Distribution-based Emotion Recognition in Conversation
Wen Wu, Chao Zhang, Philip C. Woodland
TL;DR
Distribution-based ERC frames each utterance as a probability distribution over emotion classes and models dialogue as a sequence of distributions. It combines a dialogue-level Transformer with utterance-specific Dirichlet priors via a Dirichlet Prior Network (DPN) and utilizes SSL-based audio-text representations for robust multi-modal cues. The approach enables using all utterances, improves uncertainty estimation (AUPR) and achieves higher accuracy than single-utterance baselines on IEMOCAP. This work advances emotion-aware conversational AI by explicitly modelling uncertainty and cross-utterance dynamics.
Abstract
Automatic emotion recognition in conversation (ERC) is crucial for emotion-aware conversational artificial intelligence. This paper proposes a distribution-based framework that formulates ERC as a sequence-to-sequence problem for emotion distribution estimation.
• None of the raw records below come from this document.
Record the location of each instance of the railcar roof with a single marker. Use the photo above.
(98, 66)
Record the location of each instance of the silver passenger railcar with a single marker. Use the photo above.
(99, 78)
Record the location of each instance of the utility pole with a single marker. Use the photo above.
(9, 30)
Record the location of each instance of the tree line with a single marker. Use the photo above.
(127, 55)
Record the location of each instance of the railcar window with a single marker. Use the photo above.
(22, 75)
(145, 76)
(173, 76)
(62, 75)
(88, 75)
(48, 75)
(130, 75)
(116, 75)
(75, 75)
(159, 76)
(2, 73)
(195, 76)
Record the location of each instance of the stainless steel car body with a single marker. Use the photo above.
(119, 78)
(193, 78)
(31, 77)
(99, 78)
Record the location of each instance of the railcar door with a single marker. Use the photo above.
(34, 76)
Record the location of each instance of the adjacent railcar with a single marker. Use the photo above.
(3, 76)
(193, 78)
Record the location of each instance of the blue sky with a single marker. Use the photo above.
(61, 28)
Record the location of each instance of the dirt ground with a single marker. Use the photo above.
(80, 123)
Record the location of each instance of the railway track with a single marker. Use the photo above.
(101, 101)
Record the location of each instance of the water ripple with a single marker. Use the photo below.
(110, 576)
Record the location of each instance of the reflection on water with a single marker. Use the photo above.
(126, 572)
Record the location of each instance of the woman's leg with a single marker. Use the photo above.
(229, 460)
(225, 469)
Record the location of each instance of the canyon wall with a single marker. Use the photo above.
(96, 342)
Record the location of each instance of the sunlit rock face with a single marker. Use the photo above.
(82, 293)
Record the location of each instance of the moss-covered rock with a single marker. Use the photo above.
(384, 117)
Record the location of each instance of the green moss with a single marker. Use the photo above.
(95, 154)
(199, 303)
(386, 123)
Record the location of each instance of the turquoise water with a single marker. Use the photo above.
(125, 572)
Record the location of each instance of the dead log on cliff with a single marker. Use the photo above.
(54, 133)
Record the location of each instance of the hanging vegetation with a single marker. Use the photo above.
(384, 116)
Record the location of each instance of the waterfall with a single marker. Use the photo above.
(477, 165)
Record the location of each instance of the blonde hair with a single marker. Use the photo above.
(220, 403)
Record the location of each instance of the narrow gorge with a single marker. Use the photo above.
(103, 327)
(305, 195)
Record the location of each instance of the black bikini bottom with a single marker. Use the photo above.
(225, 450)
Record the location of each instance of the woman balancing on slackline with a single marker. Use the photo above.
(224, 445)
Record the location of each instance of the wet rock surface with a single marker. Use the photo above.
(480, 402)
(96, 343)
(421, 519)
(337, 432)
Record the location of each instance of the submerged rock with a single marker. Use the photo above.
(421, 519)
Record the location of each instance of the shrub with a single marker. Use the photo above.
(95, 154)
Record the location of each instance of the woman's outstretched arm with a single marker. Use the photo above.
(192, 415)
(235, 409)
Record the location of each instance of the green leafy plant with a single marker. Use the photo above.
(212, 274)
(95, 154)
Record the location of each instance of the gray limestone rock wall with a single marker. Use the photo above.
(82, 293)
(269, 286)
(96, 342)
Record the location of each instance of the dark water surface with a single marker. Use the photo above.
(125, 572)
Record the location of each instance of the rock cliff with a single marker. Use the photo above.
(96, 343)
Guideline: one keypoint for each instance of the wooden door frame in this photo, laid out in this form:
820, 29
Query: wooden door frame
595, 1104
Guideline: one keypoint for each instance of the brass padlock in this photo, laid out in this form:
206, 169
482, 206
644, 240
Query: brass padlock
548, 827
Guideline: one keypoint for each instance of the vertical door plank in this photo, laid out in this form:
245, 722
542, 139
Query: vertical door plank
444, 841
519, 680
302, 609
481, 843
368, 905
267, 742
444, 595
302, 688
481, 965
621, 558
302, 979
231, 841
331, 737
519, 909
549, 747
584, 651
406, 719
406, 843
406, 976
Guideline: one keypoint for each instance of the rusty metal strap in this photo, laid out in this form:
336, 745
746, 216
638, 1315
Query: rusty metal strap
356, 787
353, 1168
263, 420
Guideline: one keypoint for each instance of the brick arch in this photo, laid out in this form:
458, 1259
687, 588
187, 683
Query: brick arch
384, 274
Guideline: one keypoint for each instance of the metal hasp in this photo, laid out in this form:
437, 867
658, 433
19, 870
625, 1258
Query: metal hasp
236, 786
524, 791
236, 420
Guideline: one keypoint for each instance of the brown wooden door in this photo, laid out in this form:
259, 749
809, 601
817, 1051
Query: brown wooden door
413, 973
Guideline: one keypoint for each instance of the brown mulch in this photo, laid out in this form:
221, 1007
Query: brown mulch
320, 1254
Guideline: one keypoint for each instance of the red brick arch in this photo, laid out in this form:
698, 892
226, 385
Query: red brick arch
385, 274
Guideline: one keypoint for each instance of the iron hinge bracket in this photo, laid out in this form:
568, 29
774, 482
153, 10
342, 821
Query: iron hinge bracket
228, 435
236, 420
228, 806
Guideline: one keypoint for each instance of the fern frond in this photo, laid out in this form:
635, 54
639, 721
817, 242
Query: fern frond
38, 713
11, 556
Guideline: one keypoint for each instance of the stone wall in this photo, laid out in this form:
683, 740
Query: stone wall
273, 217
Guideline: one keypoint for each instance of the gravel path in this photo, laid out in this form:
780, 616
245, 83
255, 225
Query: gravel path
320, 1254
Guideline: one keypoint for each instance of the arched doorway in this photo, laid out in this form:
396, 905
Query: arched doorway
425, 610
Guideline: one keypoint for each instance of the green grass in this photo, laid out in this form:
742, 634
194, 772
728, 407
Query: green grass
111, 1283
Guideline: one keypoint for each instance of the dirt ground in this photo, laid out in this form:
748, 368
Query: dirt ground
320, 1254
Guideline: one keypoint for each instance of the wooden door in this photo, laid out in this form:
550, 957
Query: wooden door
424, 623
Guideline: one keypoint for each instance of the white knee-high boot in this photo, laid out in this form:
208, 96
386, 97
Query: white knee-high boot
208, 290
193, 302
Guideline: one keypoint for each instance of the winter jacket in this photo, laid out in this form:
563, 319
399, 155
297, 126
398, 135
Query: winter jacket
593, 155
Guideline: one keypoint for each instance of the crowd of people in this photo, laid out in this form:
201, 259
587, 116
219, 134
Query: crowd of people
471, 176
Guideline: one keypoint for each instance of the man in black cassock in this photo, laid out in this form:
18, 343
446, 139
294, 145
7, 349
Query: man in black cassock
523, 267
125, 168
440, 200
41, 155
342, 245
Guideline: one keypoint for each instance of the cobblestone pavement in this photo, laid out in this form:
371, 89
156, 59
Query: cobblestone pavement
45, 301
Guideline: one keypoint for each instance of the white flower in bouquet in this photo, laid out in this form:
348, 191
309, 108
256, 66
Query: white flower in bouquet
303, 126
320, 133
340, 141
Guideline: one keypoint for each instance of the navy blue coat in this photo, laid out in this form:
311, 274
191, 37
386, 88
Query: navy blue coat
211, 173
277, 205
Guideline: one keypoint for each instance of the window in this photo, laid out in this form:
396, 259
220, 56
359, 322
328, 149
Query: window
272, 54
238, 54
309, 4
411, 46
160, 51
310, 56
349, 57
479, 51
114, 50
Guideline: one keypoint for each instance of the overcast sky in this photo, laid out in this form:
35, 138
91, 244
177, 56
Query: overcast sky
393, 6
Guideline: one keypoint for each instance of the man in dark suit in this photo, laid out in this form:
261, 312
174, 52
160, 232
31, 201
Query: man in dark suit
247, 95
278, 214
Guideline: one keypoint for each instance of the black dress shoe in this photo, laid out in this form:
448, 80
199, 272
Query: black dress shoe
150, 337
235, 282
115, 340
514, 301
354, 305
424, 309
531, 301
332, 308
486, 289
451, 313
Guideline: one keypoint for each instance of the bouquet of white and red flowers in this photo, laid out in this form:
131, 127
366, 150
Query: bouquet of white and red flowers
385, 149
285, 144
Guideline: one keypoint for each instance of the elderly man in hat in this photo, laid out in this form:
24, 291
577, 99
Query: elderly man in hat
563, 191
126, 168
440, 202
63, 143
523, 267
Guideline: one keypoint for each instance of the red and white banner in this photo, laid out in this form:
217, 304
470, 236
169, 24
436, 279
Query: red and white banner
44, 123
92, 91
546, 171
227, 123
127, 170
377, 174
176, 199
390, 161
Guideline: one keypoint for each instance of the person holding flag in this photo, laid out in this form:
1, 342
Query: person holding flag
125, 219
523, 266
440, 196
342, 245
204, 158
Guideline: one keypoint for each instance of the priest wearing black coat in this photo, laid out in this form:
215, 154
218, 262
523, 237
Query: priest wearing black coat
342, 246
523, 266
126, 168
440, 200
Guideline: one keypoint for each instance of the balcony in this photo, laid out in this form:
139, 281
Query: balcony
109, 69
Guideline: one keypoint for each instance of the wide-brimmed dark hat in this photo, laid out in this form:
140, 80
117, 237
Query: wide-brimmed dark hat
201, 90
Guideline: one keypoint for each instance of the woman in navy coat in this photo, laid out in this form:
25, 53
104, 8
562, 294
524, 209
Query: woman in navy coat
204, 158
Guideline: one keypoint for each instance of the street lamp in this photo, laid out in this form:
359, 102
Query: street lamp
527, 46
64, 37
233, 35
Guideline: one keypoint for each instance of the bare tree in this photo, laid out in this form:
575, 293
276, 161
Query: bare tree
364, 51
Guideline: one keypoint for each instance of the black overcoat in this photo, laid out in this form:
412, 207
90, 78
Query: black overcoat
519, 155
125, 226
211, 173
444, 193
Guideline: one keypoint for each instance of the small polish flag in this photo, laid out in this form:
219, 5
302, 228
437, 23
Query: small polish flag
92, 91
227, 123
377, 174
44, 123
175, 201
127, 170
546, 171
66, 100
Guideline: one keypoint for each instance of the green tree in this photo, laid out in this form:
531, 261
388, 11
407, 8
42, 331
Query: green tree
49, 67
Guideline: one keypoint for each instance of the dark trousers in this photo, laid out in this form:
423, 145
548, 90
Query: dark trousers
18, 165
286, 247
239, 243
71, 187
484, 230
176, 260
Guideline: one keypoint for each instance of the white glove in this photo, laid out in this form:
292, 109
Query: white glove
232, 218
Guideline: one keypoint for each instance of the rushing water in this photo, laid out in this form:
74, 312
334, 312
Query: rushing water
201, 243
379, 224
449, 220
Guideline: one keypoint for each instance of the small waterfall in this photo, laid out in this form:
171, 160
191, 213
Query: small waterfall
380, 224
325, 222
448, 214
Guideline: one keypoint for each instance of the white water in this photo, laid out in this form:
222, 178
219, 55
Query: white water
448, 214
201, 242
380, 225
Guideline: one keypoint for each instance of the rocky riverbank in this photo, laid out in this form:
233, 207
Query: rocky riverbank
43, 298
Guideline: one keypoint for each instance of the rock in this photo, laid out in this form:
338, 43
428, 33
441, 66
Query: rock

The inherent ambiguity of emotions and the subjectivity of human perception lead to disagreements in emotion labels, which is handled naturally in our framework from the perspective of uncertainty estimation in emotion distributions. A Bayesian training loss is introduced to improve the uncertainty estimation by conditioning each emotional state on an utterance-specific Dirichlet prior distribution. Experimental results on the IEMOCAP dataset show that ERC outperformed the single-utterance-based system, and the proposed distribution-based ERC methods have not only better classification accuracy, but also show improved uncertainty estimation.